'Miso-Cheesy' Japanese Mac + Cheese

This recipe is cheesy in many ways.

First, the name. That's extremely cheesy. 

Then the actual recipe, I mean, it's mac + cheese.

How bad can it be?

First thing you want to do is make the 'miso cheesy' sauce. Although the name is corny, you don't need any corn.

Begin by making a standard béchamel sauce or white sauce. (Detailed directions in recipe at the end of post).

Then add cheese.

Glorious, glorious cheese.

I used fontina cheese because it's a great melting cheese and doesn't have too much flavor to compete with the miso paste, but it still isn't as bland as a mozzarella cheese, for example.

Stir the cheese until it has melted into the sauce.

Then add the star of the show, the miso paste.

This is the kind I used (I found it at Whole Foods):

Add as much as you like, since saltiness is so personal. I added a 1/4 cup (a tablespoon at a time, tasting after each addition).

Once that's done, your sauce should be cheesy and stringy and you should have a strong desire to stick your face into it.

If not, you may need to start over.

Sorry bout it.

Now, set this sauce aside and boil the pasta.

While the pasta boils, make the breadcrumb topping.

I love it when mac + cheese has a crispy topping.

In keeping with the Japanese theme, I went with Japanese Panko breadcrumbs and a Japanese spice blend known as Shichimi Togarashi, it's a little spicy and a little sweet and it has tons of umami flavor. You won't regret buying this. 

I had a finely ground blend from Williams-Sonoma already.

Then I went looking for furikake, another Japanese spice blend traditionally sprinkled on rice. I couldn't find furikake in Whole Foods, and being the queen of, "there's no way in hell I'm making another stop," I decided to go with another shichimi togarashi blend that was much coarser, for textural contrast of course.

If you find furikake or already have some, try using it here. I'm sure it'll all work out.

This is the coarser shichimi togarashi I found at Whole Foods. It was from the organic spices line where the spices are in small square carton boxes. 

I melted some butter in a skillet, added the panko breadcrumbs and about a tsp of each kind of shichimi togarashi.

Mix it up and toast until golden brown.

Set the breadcrumbs aside, by the now the pasta should be about ready, drain the pasta and add it to the 'miso cheesy' sauce.

Stir until combined and transfer to an oven safe dish.

I chose a cast-iron skillet because Pinterest.

If it looks too saucy, it isn't, because it will bake in the oven and tighten up some more.

Top with the breadcrumb mixture.

Wrangle the skillet into the oven while your husky tries attacking you.

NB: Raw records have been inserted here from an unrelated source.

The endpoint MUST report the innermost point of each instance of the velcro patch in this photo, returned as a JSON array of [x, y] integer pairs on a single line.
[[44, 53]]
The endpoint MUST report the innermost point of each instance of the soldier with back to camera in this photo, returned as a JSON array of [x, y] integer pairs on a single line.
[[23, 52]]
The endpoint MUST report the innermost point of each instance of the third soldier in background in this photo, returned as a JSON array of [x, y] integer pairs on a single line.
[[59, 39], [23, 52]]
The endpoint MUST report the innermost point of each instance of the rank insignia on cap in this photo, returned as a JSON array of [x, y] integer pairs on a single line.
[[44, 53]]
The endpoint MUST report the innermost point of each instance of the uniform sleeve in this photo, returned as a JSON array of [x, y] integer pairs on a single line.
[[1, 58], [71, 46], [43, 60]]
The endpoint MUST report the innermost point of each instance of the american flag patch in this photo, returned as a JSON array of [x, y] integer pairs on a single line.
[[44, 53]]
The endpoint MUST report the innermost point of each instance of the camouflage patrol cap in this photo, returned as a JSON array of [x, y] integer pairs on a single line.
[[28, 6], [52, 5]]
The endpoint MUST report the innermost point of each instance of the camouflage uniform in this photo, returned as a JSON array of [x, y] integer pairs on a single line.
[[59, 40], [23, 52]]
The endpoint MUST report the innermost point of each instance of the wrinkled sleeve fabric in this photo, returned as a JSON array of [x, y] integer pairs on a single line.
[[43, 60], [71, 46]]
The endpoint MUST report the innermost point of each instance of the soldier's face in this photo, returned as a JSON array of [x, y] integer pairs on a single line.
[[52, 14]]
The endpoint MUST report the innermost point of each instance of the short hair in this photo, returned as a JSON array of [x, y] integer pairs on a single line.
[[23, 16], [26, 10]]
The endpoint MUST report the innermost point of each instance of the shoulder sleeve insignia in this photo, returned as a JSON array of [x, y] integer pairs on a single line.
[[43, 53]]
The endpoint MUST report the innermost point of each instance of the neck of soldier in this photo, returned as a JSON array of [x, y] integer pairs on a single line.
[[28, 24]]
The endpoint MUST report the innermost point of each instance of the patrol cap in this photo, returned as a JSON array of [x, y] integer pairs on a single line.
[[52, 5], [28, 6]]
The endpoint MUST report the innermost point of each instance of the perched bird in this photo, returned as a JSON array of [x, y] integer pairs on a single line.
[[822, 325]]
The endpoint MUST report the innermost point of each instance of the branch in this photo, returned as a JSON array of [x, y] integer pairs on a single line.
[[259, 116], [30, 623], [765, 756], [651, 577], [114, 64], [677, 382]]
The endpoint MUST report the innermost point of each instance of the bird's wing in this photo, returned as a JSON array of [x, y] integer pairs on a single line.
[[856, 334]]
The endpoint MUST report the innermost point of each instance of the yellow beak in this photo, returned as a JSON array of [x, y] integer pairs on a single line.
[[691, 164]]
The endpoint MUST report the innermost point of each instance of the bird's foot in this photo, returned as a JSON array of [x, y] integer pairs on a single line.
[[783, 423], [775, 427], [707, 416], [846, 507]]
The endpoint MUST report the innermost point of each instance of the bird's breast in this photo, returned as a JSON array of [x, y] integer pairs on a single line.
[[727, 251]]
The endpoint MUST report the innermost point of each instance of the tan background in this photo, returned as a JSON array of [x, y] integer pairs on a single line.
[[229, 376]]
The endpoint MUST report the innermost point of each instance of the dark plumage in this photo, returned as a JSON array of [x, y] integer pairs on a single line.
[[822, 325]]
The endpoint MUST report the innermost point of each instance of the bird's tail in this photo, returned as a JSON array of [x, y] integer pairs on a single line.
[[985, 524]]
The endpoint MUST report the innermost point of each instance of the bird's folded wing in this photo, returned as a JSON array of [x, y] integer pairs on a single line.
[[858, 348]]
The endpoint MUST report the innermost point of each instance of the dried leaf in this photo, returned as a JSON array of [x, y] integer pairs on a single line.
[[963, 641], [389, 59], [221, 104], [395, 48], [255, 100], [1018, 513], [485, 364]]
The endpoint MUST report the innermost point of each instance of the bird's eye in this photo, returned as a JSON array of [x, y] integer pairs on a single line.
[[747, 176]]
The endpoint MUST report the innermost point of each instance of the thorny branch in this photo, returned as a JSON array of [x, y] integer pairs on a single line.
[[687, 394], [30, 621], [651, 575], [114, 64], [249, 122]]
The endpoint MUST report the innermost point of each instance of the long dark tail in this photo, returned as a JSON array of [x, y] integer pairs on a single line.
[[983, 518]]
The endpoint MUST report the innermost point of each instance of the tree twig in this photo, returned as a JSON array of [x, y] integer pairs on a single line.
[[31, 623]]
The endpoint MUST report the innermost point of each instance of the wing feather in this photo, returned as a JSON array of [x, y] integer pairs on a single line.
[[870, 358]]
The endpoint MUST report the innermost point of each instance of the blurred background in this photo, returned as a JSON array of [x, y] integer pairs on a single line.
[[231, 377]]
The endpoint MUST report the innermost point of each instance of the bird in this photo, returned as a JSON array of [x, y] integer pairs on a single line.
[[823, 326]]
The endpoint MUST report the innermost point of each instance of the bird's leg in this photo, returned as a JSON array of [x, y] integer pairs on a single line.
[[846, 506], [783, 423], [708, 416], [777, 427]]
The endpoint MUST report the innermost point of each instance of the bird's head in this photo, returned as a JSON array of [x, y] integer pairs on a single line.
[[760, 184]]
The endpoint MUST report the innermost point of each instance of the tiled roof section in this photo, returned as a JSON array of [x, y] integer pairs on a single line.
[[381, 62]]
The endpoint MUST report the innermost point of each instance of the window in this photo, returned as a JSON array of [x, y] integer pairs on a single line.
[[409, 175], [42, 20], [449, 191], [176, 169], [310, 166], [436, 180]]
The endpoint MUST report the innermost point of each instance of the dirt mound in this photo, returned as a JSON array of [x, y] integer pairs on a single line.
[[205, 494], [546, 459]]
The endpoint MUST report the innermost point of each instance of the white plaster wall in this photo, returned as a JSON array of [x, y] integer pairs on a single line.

Take it out of the oven when it's bubbly and dig in!

Behold her in all of her magnificent glory.




8 oz elbow macaroni
1/4 cup butter
1/4 cup flour
2 cups whole milk
1/4 cup miso paste, or more to taste
1 cup shredded fontina cheese
1/2 cup panko breadcrumbs
1 tsp shichimi togarashi/furikake (found at Whole Foods, Williams-Sonoma or Japanese markets)
1-2 tbsp butter (for bread crumbs)


Melt butter and add flour, whisk and cook for a minute or two. Add milk and bring to boil, reduce to simmer and cook until thick enough to coat a spoon and hold a line (see images above).

Turn off heat and add fontina cheese and stir till melted. Season white sauce with miso paste and salt + pepper, if desired. Set sauce aside and boil the macaroni according to the instructions on the box.

Melt butter in a skillet, add breadcrumbs and togarashi/furikake and cook until lightly browned.

Drain pasta, stir into white sauce and transfer to baking dish, cover with breadcrumbs and bake till bubbly.